Когда он неожиданно встретился с любимой женщиной, его погасшие чувства, уснувшая от долгого воздержания плоть внезапно ожили, взбунтовали, и с тех пор его, как мотылька к огоньку, влечет к этой женщине.

Судьба Шах-Зады во многом сложилась как его судьба: потерянная любовь, неудачное замужество, обманутые надежды, неуверенность в завтрашнем дне. Она тоже, как и он, безвыходно, замкнуто сидела в своем доме, словно святая мадонна в священной обители. Первоначально они испугались своих чувств, своей страсти, больше всего береглись злых языков, завистливых глаз. Свою любовь, как священную Книгу, они прятали от любопытных глаз, злословия врагов, недругов, завистников. С каждым днем, с каждой встречей любовь их набирала силу, подпитываемая пламенем огня, нежностью поцелуев, крепостью объятий.

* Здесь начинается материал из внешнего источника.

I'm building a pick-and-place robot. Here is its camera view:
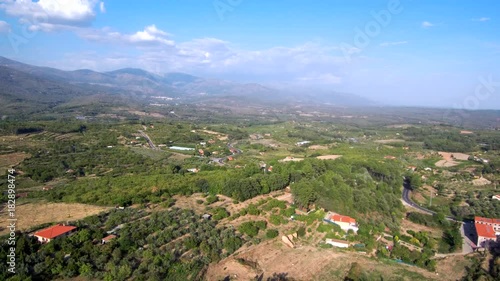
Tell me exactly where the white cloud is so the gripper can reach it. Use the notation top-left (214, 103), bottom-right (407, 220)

Шах-Зада после того как ушла от мужа, не горевала, не страдала, не плакала, она каленым железом вытравила из жизни. Когда вспоминала себя, детей в его семье, горькая тоска засасывала ее в омут. Она всю свою выстраданную любовь и нежность переложила на детей. Чем горше становилось в доме мужа, тем чаще она вспоминала Хасана.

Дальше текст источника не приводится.